Катерина была расстроена. Ей казалось, что её предложение выгодно, но она не учла полновластия Бертрана. Все пахали на него на его полях, а осенью ещё приносили то, что успели изготовить дома. Так в замке появлялась ткань, посуда, корзины и какие-то заготовки. Сложно вдруг выпустить всех из своего кулака и надеяться на то, что люди справятся без него и он останется не в накладе.
Она вышла во двор и проводила мужа, любуясь, как хорош он верхом на коне, и думая о том, что Бертран может в любой момент, в любом месте выбрать абсолютно любую девицу и развлечься с нею. Он феодал, тот самый, кто на своей земле олицетворение силы и власти!
От этих мыслей стало зябко, и Катя вернулась внутрь, будто отрезая себя от надуманных поступков мужа. Некоторых вещей лучше не знать, чтобы не потерять способности выжить.
Бертран привлекателен внешне, в нём нет жестокости, и если он позволяет себе развлекаться, то вряд ли кто-то льёт после этого слёзы. А вот ей рано требовать от него верности. Не те условия жизни, не то время. Если он действительно влюблён в неё, то это получится само собою, а если нет, то никакие жалобы, тем более претензии не помогут. Останется надеется на уважение, что он будет скрывать свои похождения.

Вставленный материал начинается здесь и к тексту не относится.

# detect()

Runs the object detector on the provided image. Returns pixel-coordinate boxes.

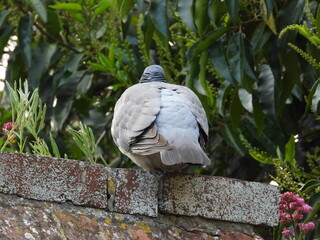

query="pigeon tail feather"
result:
[160,142,211,165]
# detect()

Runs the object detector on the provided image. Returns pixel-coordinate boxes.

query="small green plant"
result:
[70,122,108,166]
[0,81,107,166]
[0,81,46,152]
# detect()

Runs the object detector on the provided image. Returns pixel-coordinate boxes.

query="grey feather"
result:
[111,65,211,171]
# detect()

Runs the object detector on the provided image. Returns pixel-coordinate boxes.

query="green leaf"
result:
[45,10,62,41]
[18,14,33,67]
[305,78,320,113]
[285,135,296,164]
[0,10,10,29]
[193,0,210,36]
[300,179,320,194]
[27,0,47,23]
[278,51,301,113]
[229,91,243,130]
[178,0,196,31]
[261,0,275,17]
[209,41,237,86]
[222,125,246,156]
[250,22,271,54]
[224,0,239,24]
[199,51,214,107]
[52,93,73,130]
[208,0,227,28]
[77,72,93,94]
[260,0,277,34]
[94,0,111,16]
[305,198,320,222]
[69,12,86,23]
[258,64,276,119]
[217,81,232,116]
[311,81,320,113]
[28,42,57,89]
[238,88,253,113]
[227,32,248,89]
[316,2,320,37]
[117,0,134,22]
[253,101,265,135]
[278,0,305,31]
[57,54,83,87]
[0,25,14,57]
[49,133,61,158]
[141,15,154,59]
[49,3,82,11]
[187,27,229,61]
[149,0,170,39]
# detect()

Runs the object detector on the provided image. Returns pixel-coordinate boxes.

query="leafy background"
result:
[0,0,320,181]
[0,0,320,239]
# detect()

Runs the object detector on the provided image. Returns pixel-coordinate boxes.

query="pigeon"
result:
[111,65,211,172]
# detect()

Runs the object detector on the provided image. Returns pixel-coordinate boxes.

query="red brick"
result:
[160,174,280,226]
[108,169,159,217]
[0,152,107,208]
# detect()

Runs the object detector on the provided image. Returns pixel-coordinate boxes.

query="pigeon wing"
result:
[172,85,209,148]
[111,84,169,155]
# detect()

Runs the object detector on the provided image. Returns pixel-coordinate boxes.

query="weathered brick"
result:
[0,152,107,208]
[160,174,280,226]
[108,169,159,217]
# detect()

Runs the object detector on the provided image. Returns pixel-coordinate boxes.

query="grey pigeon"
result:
[111,65,211,172]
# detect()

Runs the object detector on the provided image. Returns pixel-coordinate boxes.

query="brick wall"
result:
[0,152,280,240]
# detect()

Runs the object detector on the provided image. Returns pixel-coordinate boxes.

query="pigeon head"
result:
[139,65,167,83]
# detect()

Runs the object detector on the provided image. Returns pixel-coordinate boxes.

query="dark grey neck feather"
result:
[139,72,167,83]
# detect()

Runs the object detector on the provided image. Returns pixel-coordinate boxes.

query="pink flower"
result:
[280,211,291,222]
[292,213,303,220]
[298,222,316,232]
[282,228,294,238]
[2,122,13,134]
[298,204,312,214]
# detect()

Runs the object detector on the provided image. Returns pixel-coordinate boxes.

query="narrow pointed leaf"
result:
[217,81,232,116]
[209,41,237,86]
[238,88,253,113]
[258,64,276,119]
[149,0,170,39]
[45,10,62,41]
[49,3,82,11]
[178,0,196,31]
[193,0,210,36]
[0,10,10,28]
[222,126,246,156]
[0,25,14,57]
[229,91,243,130]
[18,14,33,67]
[227,33,246,88]
[187,27,229,61]
[117,0,134,22]
[27,0,47,23]
[253,102,265,136]
[311,84,320,113]
[224,0,240,24]
[285,135,296,164]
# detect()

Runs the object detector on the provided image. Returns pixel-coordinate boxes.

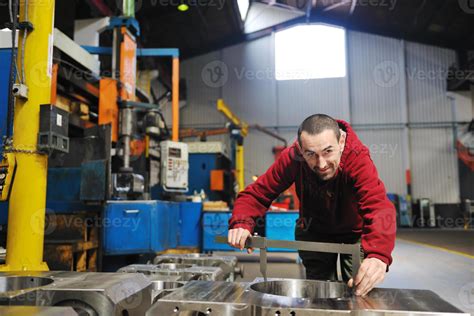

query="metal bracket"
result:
[216,236,361,281]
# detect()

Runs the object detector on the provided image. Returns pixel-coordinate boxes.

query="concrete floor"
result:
[220,236,474,316]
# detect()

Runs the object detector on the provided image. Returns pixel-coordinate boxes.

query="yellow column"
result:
[171,57,179,142]
[235,145,245,192]
[0,0,54,271]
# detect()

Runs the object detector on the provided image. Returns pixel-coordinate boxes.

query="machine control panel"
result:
[160,141,189,192]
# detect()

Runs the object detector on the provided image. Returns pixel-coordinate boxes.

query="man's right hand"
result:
[228,228,253,253]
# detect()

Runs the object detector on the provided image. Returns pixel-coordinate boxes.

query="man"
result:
[228,114,396,296]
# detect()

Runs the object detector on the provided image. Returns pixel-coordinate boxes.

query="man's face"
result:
[300,129,346,181]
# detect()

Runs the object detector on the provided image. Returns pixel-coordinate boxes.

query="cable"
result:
[21,0,28,84]
[6,0,18,139]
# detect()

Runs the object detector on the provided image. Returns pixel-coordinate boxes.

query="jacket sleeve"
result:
[348,150,397,266]
[229,144,299,232]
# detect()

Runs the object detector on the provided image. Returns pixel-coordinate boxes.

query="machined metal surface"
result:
[0,272,152,316]
[153,253,244,282]
[146,279,468,316]
[0,306,77,316]
[216,236,361,280]
[117,263,224,281]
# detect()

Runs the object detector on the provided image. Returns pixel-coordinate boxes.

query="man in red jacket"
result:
[228,114,396,296]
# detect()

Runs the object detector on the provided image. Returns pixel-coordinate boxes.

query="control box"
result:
[160,141,189,192]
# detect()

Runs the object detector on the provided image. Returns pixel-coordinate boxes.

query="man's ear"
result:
[339,129,347,151]
[296,140,303,154]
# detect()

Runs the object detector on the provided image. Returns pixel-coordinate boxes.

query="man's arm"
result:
[229,144,299,239]
[348,151,397,296]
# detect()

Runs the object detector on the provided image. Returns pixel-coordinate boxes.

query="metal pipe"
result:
[0,0,55,271]
[171,57,179,142]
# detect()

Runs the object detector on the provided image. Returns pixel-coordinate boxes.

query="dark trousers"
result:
[295,227,364,282]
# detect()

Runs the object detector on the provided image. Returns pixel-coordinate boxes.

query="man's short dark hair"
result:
[298,114,341,145]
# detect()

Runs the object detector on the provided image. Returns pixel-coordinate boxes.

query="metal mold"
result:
[250,280,352,299]
[117,263,224,281]
[0,272,152,316]
[0,276,54,293]
[156,263,194,270]
[146,279,469,316]
[153,253,244,282]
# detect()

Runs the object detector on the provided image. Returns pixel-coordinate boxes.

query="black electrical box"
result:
[38,104,69,153]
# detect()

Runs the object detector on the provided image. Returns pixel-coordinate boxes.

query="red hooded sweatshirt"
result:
[229,120,396,265]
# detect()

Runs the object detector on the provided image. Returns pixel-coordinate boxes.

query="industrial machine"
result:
[0,1,193,271]
[146,237,468,316]
[0,272,152,316]
[146,279,469,316]
[117,263,224,281]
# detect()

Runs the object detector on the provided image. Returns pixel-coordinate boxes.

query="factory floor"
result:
[216,230,474,316]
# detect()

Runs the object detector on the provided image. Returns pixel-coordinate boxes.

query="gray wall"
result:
[161,28,472,203]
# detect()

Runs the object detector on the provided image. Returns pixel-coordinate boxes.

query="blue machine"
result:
[178,202,202,248]
[265,211,299,252]
[202,212,235,252]
[102,201,173,255]
[102,200,202,255]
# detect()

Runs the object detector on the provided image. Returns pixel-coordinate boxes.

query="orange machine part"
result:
[171,57,179,142]
[99,78,119,142]
[130,139,147,156]
[211,170,224,191]
[120,26,137,101]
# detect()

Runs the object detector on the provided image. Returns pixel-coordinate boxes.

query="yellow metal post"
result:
[0,0,54,271]
[235,145,245,192]
[171,57,179,142]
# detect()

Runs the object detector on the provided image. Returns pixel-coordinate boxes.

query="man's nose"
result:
[316,158,327,169]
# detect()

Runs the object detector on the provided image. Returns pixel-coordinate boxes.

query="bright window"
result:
[275,24,346,80]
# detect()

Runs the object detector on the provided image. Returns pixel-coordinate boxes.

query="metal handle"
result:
[216,236,361,278]
[124,210,140,214]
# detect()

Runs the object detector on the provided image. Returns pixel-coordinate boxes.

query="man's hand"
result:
[347,258,387,296]
[227,228,253,253]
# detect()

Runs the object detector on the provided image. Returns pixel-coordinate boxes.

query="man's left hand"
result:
[347,258,387,296]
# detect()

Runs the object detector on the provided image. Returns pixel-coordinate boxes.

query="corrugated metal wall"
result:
[355,128,406,194]
[165,28,464,203]
[411,128,459,203]
[348,32,404,124]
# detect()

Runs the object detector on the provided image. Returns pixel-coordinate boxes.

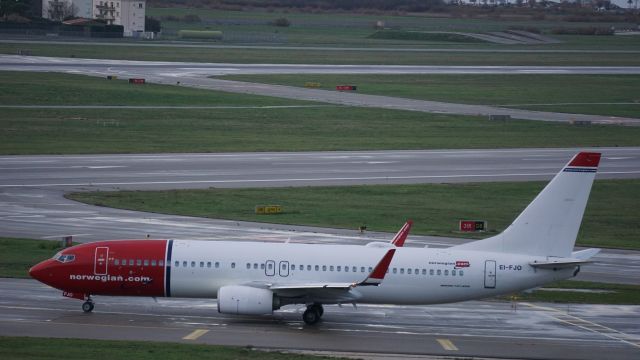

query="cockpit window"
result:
[53,253,76,263]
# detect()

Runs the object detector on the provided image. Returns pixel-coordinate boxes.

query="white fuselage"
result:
[170,240,575,304]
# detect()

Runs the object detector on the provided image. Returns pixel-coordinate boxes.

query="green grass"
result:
[0,71,312,106]
[218,74,640,117]
[0,238,67,278]
[68,180,640,249]
[0,336,327,360]
[7,107,640,154]
[0,72,640,154]
[0,43,640,66]
[508,280,640,305]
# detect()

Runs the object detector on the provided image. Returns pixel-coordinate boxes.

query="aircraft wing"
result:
[267,249,396,292]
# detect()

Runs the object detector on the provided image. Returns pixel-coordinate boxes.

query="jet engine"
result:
[218,285,280,315]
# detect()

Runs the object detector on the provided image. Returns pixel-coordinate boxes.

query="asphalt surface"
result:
[0,279,640,359]
[0,55,640,126]
[0,148,640,284]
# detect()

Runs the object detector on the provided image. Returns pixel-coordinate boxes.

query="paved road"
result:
[0,279,640,360]
[0,148,640,284]
[0,55,640,126]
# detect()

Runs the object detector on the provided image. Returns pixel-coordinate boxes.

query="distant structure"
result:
[42,0,147,37]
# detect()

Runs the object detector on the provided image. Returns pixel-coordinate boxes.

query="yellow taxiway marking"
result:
[521,302,640,348]
[436,339,458,351]
[182,329,209,340]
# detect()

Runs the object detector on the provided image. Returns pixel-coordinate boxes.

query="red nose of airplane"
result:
[29,260,51,284]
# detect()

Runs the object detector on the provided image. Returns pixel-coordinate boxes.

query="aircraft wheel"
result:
[311,304,324,317]
[82,301,93,312]
[302,306,320,325]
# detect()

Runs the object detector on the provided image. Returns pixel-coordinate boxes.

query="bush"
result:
[271,18,291,27]
[182,14,202,23]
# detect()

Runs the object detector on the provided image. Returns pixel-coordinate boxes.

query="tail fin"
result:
[456,152,600,257]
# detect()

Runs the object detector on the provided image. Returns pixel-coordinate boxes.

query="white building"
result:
[92,0,147,36]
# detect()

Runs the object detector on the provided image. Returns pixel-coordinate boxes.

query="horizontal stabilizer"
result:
[529,258,593,269]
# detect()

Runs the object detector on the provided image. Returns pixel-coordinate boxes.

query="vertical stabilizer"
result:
[457,152,600,257]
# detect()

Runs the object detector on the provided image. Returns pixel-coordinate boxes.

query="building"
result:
[42,0,147,36]
[93,0,146,36]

– Сеньора, что-то вы взгрустнули, - подошла Манон, - неужели жаль, что гости уехали?
– Нет, без них спокойнее.
– Тогда что же?
– Манон, деревенские девушки на сеньора не жаловались?
– Не понимаю.
– Ну, может он кого-то обесчестил?
– Да кто ж на такое жаловаться будет?
– засмеялась управляющая.
– Побоятся?
– Вы странное говорите. Стоит нашему сеньору заехать в деревни, так ему девственниц выставляют, чтобы он выбрал и провёл со счастливицей ночь. Обычай есть такой, что за девственность владетель должен оставить монету.

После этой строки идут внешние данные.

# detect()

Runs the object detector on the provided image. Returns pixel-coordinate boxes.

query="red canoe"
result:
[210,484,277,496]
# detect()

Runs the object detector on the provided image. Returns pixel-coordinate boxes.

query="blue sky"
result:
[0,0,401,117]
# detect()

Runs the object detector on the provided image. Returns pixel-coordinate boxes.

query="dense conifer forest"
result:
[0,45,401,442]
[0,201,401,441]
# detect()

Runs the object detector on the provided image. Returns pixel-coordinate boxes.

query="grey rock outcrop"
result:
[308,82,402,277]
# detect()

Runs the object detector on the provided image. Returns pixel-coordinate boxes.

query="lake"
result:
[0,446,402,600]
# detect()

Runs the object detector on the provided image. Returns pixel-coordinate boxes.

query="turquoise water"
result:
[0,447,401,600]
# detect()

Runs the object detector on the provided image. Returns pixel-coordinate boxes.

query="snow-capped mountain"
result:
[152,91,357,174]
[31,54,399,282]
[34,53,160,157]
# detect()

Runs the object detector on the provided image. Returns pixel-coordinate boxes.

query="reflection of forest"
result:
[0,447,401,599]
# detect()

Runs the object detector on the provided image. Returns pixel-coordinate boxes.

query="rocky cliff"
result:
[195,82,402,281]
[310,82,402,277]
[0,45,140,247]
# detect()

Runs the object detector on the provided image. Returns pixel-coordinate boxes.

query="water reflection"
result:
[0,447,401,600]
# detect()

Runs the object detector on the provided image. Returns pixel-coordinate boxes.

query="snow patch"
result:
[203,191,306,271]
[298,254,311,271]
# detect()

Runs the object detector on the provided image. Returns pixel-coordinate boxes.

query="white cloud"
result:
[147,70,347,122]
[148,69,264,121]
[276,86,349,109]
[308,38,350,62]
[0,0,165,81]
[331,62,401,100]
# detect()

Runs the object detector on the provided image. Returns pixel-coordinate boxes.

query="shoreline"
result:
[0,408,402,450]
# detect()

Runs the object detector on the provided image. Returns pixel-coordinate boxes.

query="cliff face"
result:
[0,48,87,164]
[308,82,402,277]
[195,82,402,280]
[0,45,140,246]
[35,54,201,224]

– Да? Хм... Так это ж разориться можно!
– Вот и сеньор злится! Говорит, что лучше бы нормально покормили, а не совали ему грязных девок! Да, к слову сказать, редко он ночует в деревнях, предпочитает на улице, если только совсем уж холодно, то выбирает дом посвободнее.
Катя облегчённо выдохнула, а Манон тактично промолчала, что у сеньора есть поприличнее дамы, чем крестьянские юницы. Да и что болтать, если всё в прошлом, и смотрит младший Бланшфор только на свою жену. Не только смотрит, но слушает её, доверяет ей и оказывает не меньшее уважение, чем матери.

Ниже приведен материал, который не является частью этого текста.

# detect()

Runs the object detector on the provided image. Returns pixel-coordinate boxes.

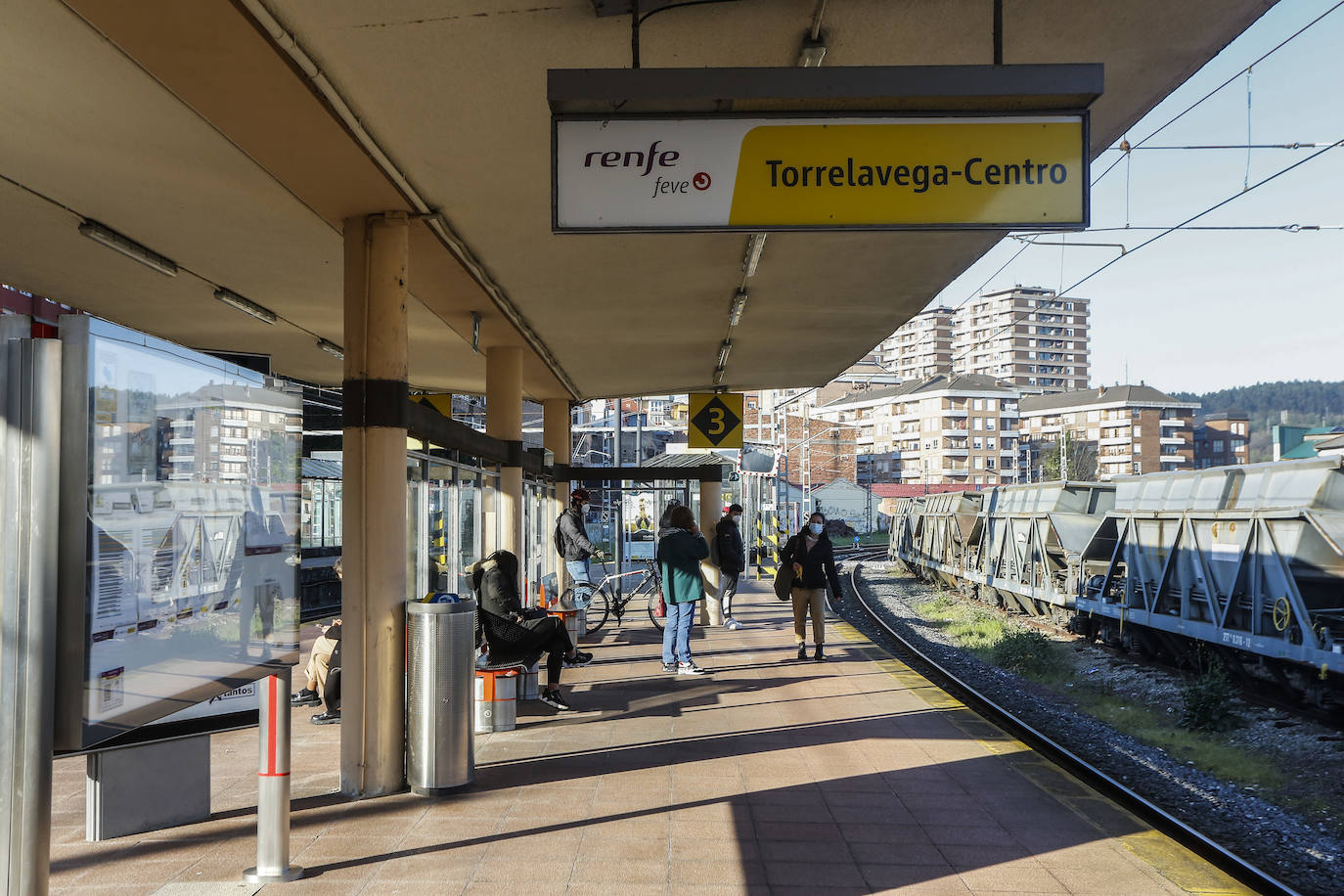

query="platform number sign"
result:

– Ну что ж, Манон, давайте-ка решим, что нам надо срочно скормить скотине, что оставим себе, и что следует докупить. Заодно потренируетесь в счёте.
Несколько дней прошли в плавной круговерти повседневных хлопот. Ради эксперимента и чтобы сделать приятно жене, Бертран выбрал три семьи, выделил им землю и, назначив плату, предложил самим решать, что сажать, как растить и где продавать, чтобы выплатить деньги и не остаться в убытке. Ему было интересно, что из этого получится. В принципе было бы неплохо, если его воякам не надо будет больше дежурить и присматривать за работой крестьян на его огородах и виноградниках.